Respirar el Espíritu Santo
En la liturgia de la Solemnidad de Pentecostés, después de leer el relato de la venida del Espíritu Santo sobre los Apóstoles y sobre María, la madre de Jesús, cincuenta días después de la Pascua (cf. Hch 2,1-11), se proclama el pasaje del Evangelio según Juan en el que se narra el don del Espíritu a los discípulos la tarde del mismo día de la resurrección, el primer día de la semana judía (cf. Jn 20,1). Esta diferencia es en realidad una sinfonía con la que la Iglesia da testimonio del mismo acontecimiento leído de maneras diferentes, pero no discordantes.
En los Hechos, Lucas recuerda que Jesús, subido al cielo, cumplió la promesa hecha, enviando a la comunidad de los discípulos el viento ardiente del Espíritu Santo cuando los judíos celebraban en Pentecostés el don de la Torá hecho por Dios a Moisés. Para Lucas es el cumplimiento de los cumplimientos, la plena estipulación de la nueva alianza, una alianza que ya no se basa en la Ley, sino en el Espíritu Santo, escrita no en tablas de piedra, sino en el corazón de los creyentes (cf. Jer 31,31-33). Es el nacimiento de la Iglesia, de la comunidad del Señor inmersa, bautizada en el Espíritu Santo, habilitada por el mismo Espíritu para proclamar la buena nueva del Evangelio a todos los pueblos, desde Jerusalén hasta Roma.

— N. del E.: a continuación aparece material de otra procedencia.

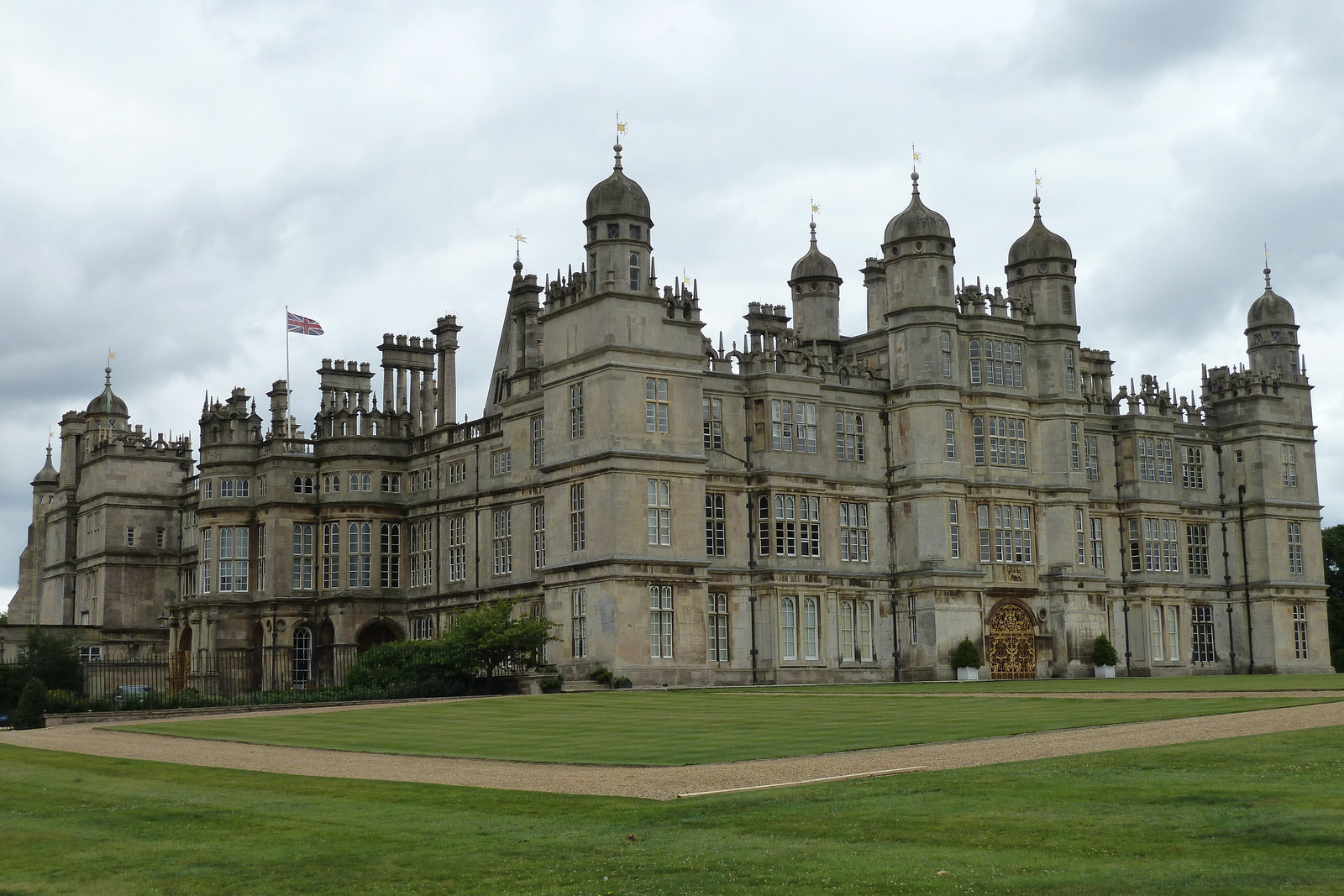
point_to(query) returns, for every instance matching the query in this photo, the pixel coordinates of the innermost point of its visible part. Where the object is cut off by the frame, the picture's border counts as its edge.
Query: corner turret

Juan, en cambio, que concluye su Evangelio con el día de la resurrección, quiere dar testimonio de la plenitud de la salvación manifestada en la victoria de Jesús sobre la muerte, en el don del Espíritu Santo que da inicio a una nueva creación en la que la misericordia de Dios tiene el primado, reina, y por eso hay remisión de los pecados del mundo. Es esta remisión, este perdón gratuito y definitivo donado por Dios, del que los discípulos deben ser ministros en medio de la humanidad. Aunque ya hemos leído, escuchado y comentado este texto el segundo domingo de Pascua, volvemos fiel y puntualmente a escucharlo y meditarlo, pidiendo al Señor que renueve nuestra mente para que, al leer palabras antiguas, escuchemos palabras nuevas para nuestro «hoy».
Estamos, pues, en el primer día de la semana, el primero después del sábado que fue Pascua en aquel año: es el día del descubrimiento del sepulcro vacío, porque Jesús ha resucitado de entre los muertos. Los discípulos de Jesús, que habían huido en el momento de la detención, están encerrados en su casa en Jerusalén, oprimidos por el miedo a ser también ellos acusados, buscados y encarcelados como su rabí y profeta Jesús. Sí, la comunidad de Jesús es esta: hombres y mujeres que han huido por miedo, paralizados por el miedo, sin el valor que viene de la convicción y la confianza, de la fe en aquel a quien habían seguido sin comprenderlo en profundidad.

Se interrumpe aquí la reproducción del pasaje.